America produced more natural gas last year than we ever have before, riding strong output growth from nearly every major onshore gas basin to rarified heights. The EIA reports:
U.S. natural gas production reached a record high level of 79 billion cubic feet per day (Bcf/d) in 2015, an increase of 5% from the previous year, even as natural gas prices remained relatively low. Production from five states—Pennsylvania, Ohio, West Virginia, Oklahoma, and North Dakota—was responsible for most of this growth, offsetting declines in much of the rest of the United States. […]
Natural gas production from Pennsylvania, Ohio, West Virginia, Oklahoma, and North Dakota accounted for 35% of total U.S. natural gas production in 2015. In most cases, production in these states continued to increase in 2015, but at a slower pace than in the previous year. For instance, in Pennsylvania, the second-highest producing state, year-over-year natural gas production growth fell from 2.6 Bcf/d in 2014 to 1.5 Bcf/d in 2015.
In contrast, natural gas production growth continued to increase in Ohio, with production increasing by 1.4 Bcf/d in 2015, 41% higher than production growth in 2014. Most of the increase in Ohio’s natural gas production is from the relatively less-developed Utica Shale play. Production from the Utica Shale will likely grow in the future.
While collapsing prices have hurt producers extracting oil from shale and led to a tapering off of U.S. output over the past year, similar market conditions for natural gas haven’t been enough to keep American shale operators from reaching new highs for their output.

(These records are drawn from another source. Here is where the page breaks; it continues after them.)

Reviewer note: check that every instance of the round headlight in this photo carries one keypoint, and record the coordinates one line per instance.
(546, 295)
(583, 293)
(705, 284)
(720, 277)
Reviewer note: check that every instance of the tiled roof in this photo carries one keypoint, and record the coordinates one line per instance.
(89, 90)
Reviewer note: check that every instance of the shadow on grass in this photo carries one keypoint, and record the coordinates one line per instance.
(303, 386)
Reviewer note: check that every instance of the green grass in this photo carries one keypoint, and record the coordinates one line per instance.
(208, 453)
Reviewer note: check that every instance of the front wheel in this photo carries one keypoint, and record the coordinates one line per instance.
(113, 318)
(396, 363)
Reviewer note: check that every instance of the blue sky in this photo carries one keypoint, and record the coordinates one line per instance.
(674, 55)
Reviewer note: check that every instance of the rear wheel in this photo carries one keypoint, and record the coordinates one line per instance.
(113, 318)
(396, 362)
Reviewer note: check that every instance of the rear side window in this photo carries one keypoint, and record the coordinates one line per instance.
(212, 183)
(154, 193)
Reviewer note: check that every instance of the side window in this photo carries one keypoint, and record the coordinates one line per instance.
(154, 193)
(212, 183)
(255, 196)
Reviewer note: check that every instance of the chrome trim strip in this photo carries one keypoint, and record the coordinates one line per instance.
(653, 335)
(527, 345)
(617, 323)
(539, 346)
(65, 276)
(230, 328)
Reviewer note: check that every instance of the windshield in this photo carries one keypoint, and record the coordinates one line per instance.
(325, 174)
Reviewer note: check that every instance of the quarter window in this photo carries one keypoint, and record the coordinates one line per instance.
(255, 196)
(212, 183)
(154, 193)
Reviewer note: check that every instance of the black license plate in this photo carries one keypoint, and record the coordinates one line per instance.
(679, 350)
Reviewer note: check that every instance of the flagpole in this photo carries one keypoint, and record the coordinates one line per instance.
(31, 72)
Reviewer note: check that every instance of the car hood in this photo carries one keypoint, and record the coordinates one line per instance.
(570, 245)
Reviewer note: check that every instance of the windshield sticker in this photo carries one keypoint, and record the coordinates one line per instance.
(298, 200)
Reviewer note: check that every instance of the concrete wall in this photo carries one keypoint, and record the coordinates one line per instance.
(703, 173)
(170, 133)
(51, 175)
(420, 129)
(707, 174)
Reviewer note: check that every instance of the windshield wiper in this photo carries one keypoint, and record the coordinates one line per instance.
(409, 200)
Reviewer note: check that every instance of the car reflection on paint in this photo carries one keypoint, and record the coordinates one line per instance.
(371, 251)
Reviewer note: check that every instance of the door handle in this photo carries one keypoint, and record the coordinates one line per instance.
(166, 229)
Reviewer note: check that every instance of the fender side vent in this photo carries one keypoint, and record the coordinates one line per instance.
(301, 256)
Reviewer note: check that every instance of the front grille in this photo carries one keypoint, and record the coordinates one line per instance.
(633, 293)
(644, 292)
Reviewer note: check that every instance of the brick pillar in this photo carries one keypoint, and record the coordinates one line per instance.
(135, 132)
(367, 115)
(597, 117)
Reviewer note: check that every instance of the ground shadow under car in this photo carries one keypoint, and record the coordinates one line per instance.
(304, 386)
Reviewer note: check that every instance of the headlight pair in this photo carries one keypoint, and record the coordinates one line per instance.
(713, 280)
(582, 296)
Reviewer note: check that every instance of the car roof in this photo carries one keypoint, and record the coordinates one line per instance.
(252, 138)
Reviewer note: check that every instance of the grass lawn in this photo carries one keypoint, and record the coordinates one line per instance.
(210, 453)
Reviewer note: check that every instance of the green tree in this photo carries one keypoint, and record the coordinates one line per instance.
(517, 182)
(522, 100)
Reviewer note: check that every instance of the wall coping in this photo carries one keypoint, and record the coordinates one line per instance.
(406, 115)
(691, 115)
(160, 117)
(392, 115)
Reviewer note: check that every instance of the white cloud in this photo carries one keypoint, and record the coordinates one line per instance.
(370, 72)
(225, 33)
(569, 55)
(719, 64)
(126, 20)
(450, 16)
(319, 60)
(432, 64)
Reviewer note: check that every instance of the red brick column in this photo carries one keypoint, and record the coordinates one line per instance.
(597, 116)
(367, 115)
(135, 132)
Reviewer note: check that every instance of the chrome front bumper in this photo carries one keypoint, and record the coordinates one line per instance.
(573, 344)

It’s true that we should qualify the successes of the shale boom over the past decade by acknowledging that the bearish crude market is making it harder for firms to keep the crude coming at the same pace. We should also note that today’s oversupplied market is going to make it especially difficult for America’s fledgling LNG exports to make much headway in the near future. Even still, America’s energy security is extraordinarily strong at the moment, and that’s all thanks to fracking.